Navionics has a free web app that allows access to all sorts of (really good) topography maps. Anyways, just figured I would share this because it seems like really good information for those who can't afford expensive electronics/are new to lake fishing/etc.

Just Google "Navionics Web App" and you should find it!

Tight lines.


----------



## BassFishing123 (Jun 6, 2015)

Ill make sure to check it out! Thanks


----------



## MassillonBuckeye (May 3, 2010)

Yes! I love it. Well worth the $10 I paid. Eats battery though. Might want to look into an extendo if you plan on using it heavy. Or some way to recharge batter in the field.

*oh sorry, I thought you were talking about the paid app. I'll have to check out the web app deal. Thanks.


----------



## BassFishing123 (Jun 6, 2015)

MassillonBuckeye said:


> Yes! I love it. Well worth the $10 I paid. Eats battery though. Might want to look into an extendo if you plan on using it heavy. Or some way to recharge batter in the field.
> 
> *oh sorry, I thought you were talking about the paid app. I'll have to check out the web app deal. Thanks.

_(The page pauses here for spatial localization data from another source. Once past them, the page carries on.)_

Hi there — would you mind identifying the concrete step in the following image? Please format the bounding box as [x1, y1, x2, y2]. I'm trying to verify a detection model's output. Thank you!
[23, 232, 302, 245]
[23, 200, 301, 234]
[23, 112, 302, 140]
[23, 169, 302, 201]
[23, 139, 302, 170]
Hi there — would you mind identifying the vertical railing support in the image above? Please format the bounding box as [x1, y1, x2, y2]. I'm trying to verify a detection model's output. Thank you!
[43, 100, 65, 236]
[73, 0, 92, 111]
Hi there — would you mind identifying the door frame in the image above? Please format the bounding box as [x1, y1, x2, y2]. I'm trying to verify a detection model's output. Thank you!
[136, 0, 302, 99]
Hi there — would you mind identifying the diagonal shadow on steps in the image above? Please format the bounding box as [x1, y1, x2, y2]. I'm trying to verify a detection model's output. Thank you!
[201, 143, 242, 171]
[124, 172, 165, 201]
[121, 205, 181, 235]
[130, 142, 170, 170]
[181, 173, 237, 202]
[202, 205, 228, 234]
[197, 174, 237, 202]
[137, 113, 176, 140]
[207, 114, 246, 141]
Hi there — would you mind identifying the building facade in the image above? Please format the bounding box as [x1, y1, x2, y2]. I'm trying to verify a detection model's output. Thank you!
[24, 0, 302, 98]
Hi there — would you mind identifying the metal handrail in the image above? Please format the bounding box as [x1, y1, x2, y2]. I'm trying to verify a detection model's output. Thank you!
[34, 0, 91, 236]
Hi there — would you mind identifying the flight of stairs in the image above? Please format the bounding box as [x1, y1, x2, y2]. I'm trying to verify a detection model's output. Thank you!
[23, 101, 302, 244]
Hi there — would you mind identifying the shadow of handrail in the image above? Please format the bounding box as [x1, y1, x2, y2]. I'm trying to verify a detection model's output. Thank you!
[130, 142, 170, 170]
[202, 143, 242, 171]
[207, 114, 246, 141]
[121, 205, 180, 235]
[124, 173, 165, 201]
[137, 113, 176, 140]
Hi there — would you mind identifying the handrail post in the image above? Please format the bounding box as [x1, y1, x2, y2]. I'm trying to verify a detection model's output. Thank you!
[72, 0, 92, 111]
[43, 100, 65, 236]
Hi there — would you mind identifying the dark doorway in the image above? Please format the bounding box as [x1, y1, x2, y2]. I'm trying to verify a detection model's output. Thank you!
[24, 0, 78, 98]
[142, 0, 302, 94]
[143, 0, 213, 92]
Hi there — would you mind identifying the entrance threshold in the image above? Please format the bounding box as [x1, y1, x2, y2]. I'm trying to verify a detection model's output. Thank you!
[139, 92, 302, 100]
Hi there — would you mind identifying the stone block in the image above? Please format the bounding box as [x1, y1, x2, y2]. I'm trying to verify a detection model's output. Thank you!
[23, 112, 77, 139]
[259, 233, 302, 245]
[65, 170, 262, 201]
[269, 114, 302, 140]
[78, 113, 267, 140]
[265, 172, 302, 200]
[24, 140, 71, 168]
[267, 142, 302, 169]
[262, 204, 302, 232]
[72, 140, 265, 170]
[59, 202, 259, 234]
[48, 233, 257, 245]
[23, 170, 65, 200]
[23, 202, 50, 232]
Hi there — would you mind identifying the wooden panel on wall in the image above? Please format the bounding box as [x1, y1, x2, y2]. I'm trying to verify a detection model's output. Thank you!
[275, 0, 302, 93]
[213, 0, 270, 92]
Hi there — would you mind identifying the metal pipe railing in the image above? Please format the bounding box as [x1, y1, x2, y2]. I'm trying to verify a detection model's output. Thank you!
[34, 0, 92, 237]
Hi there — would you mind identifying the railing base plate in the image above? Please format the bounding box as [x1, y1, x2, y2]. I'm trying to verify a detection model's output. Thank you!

Do you like the paid app? I'm thinking about getting it. What are all the features it has?


----------



## MassillonBuckeye (May 3, 2010)

BassFishing123 said:


> Do you like the paid app? I'm thinking about getting it. What are all the features it has?


You can make tracks so I've used it trekking in and out of spots and getting back to them. It also allows you to attach photos to spots so I've taken pics of different lake features during low water conditions and can get back to them now that the water is up. It has the "community layer" as well for all of the fishing hotspots, fish attractors/cribs, underwater features etc. My main fishing map is my Lakemaster map in the Humminbird, but I use navionics for everything else including hunting trips and when I'm on other peoples boats. I've gotten my money out of it for sure!


----------